One positive impact of the profusion of independent, online producers was a more diverse media ecosystem, Lorenz said.
But content creators outside registered newsrooms are subject to fewer checks and balances. Unlike journalists, they are not regulated by bodies such as New Zealand's Media Council, helping ensure accuracy, balance, and fairness in reporting.
"Many news content creators on these platforms claim to be independent journalists but are backed by powerful special interest groups and conservative political activists," Lorenz added.
The future
There is no single source of information on how many newspapers have closed in New Zealand.
Between 2000 and 2020 the number of enterprises engaged in newspaper publishing declined by 32 per cent, according to Statistics New Zealand. And the most recent census data showed journalist occupations decreased by about half between 2006 and 2018 (from 4284 to 2061).
Last year represented a "cross-over point" when New Zealanders overall started to spend more time using digital than traditional media, according to NZ On Air figures.

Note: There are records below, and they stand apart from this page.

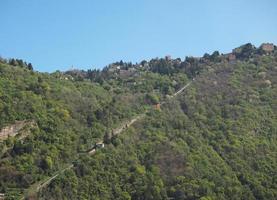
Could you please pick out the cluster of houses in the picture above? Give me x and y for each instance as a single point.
(267, 48)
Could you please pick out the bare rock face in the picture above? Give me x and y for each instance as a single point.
(15, 129)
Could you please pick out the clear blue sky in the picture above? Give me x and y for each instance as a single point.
(58, 34)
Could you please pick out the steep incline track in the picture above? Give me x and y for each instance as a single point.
(117, 131)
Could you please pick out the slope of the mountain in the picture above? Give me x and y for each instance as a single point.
(215, 140)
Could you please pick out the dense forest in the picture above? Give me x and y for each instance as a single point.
(217, 139)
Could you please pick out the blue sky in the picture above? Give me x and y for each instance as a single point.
(58, 34)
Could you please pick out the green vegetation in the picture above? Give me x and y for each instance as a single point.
(216, 140)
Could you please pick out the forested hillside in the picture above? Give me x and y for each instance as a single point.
(215, 140)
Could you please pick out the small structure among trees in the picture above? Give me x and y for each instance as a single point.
(267, 47)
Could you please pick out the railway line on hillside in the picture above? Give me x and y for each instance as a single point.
(35, 188)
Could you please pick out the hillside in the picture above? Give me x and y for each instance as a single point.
(217, 139)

"The New Zealand media industry has changed considerably over a short period of time, with digital technology driving a shift away from linear media formats and fundamentally altering consumer consumption patterns," said a 2021 report on media trends for the Ministry for Culture and Heritage.

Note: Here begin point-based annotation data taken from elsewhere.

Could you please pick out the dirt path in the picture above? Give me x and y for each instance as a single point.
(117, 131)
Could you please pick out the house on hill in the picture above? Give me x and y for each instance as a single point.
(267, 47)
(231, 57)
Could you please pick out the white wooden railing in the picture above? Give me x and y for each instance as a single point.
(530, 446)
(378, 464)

The Covid pandemic had a "particularly detrimental impact" on the industry, it said. "Stark generational differences suggest we can expect the disruption to traditional media consumption to continue."

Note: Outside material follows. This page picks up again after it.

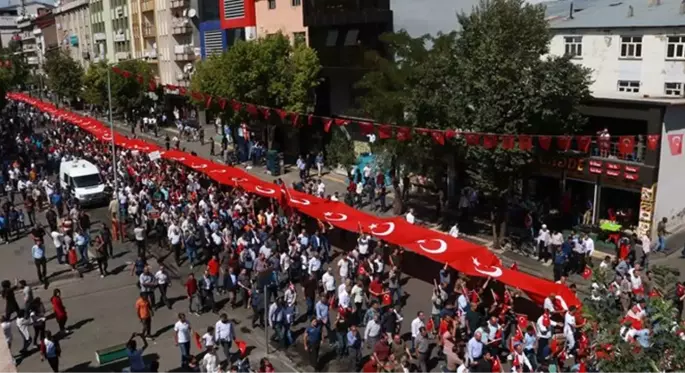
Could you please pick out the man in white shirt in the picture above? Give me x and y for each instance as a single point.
(182, 337)
(224, 335)
(411, 219)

Officials at the Ministry for Culture and Hertiage last year warned the government there could be media job losses if it failed to progress a law forcing digital platforms to pay local outlets for using their content, RNZ has revealed.
Reports showed Google captured about 55 percent of digital advertising revenue in New Zealand, while Facebook received about 6 per cent.
Hope has been pinned on the bill, introduced by Labour last year, to create a "a good-faith bargaining environment" between news media entities and digital platforms. Documents suggested publishers could benefit by between $30 million and $50m each year under the law, and that the revenue could triple over time.
In recent years, both Australia and Canada have passed similar laws, forcing Google and Meta to pay news publishers for excerpts of their content. It has not gone smoothly.
In Canada, both Meta and Google pushed back, with Meta blocking access to news on Facebook and Instagram last year. Google looked set to follow but was able to negotiate a deal with the federal government.
In Australia, in 2021, Meta and Google struck independent deals with news companies. In March, Meta announced it wouldn't renew its deal, saying news was not a priority for its users.
In New Zealand, Google has done its own deals with local outlets, under its Google News Showcase programme, launched in 2022.
There were several problems with the bill, wrote Peter Thompson, associate professor of media studies at Victoria University of Wellington. It provided "no fixed benchmarks for payments", and no guarantee any platform payments would be reinvested in news production.
Broadcasting Minister Melissa Lee, who opposed it while in opposition, told The Spinoff, during an interview about Newshub: "Glen [Kyne, of Warner Brothers] also told me that the Fair Digital Media Bargaining Bill would have made no difference to their decisions.
"But [...] I will hear what the select committee comes back with, and I will make a decision after that."